Date Published: April 2, 2018
Publisher: Springer Berlin Heidelberg
Author(s): Aleksandra Bury, Klaas J. Hellingwerf.
Helical alignment of the α-helical linker of the LOV (light-oxygen-voltage) domain of YtvA from Bacillus subtilis with the α-helical linker of the histidine-protein kinase domain of the Sln1 kinase of the phospho-relay system for osmoregulation of Saccharomyces cerevisiae has been used to construct a light-modulatable histidine protein kinase. In vitro, illumination with blue light inhibits both the ATP-dependent phosphorylation of this hybrid kinase, as well as the phosphoryl transfer to Ypd1, the phosphoryl transfer domain of the Sln1 system. The helical alignment was carried out with conservation of the complete Jα helix of YtvA, as well as of the phosphorylatable histidine residue of the Sln1 kinase, with conservation of the hepta-helical motive of coiled-coil structures, recognizable in the helices of the two separate, constituent, proteins. Introduction of the gene encoding this hybrid histidine protein kinase into cells of S. cerevisiae in which the endogenous Sln1 kinase had been deleted, allowed us to modulate gene expression in the yeast cells with (blue) light. This was first demonstrated via the light-induced alteration of the expression level of the mannosyl-transferase OCH1, via a translational-fusion approach. As expected, illumination decreased the expression level of OCH1; the steady state decrease in saturating levels of blue light was about 40%. To visualize the in vivo functionality of this light-dependent regulation system, we fused the green fluorescent protein (GFP) to another regulatory protein, HOG1, which is also responsive to the Sln1 kinase. HOG1 is phosphorylated by the MAP-kinase-kinase Pbs2, which in turn is under control of the Sln1 kinase, via the phosphoryl transfer domain Ypd1. Fluorescence microscopy was used to show that illumination of cells that contained the combination of the hybrid kinase and the HOG1::GFP fusion protein, led to a persistent increase in the level of nuclear accumulation of HOG1, in contrast to salt stress, which—as expected—showed the well-characterized transient response. The system described in this study will be valuable in future studies on the role of cytoplasmic diffusion in signal transduction in eukaryotic cells.

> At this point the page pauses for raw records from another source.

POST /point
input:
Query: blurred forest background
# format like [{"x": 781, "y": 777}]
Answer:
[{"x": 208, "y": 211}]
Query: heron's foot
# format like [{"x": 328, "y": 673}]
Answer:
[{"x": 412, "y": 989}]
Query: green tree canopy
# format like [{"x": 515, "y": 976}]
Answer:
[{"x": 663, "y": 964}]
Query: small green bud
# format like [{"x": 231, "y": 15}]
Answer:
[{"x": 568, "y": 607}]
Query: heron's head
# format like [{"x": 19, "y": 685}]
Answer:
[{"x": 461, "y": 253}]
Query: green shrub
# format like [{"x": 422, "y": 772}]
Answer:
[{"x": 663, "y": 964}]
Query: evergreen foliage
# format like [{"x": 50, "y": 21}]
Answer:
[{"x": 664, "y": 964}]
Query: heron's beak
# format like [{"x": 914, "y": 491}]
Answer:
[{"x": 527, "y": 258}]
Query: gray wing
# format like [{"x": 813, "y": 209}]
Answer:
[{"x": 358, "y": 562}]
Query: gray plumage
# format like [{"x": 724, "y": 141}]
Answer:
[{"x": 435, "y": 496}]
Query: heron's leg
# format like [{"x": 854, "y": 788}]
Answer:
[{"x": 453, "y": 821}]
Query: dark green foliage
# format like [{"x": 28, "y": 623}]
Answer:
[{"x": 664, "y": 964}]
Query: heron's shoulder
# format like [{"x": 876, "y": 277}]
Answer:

During the last decade of the previous century, progress in the dynamic resolution of protein structure, in the availability of genomic DNA sequence information, and in the synthetic biology of the heterologous production of complex holo-proteins, have brought our understanding of the molecular basis of cellular signal transduction networks down to the atomic level (see e.g. (Ridge et al. 2003)). This development was aided by the modular nature of many signal transduction proteins, which is particularly notable in the dominant type of prokaryotic signal transduction network, the ‘two-component regulatory system’, including its more complex variant, the ‘phosphorelay system’ (Nixon et al. 1986; Burbulys et al. 1991). In this development photosensory receptor proteins did play an important role because of the ease and accuracy with which these proteins can be (de)activated (for review see e.g. (van der Horst and Hellingwerf 2004; Hoff et al. 1997)). Understanding of the atomic basis of the structural and dynamic aspects of the transitions between the receptor- and the signalling state of signal transduction proteins then led to the development of rational and intuitive guidelines to combine functional (input/output) domains into new functional chimera’s, as could be concluded from analyses of their performance both in vitro and in vivo (Levskaya et al. 2005; Wu et al. 2009; Möglich et al. 2009).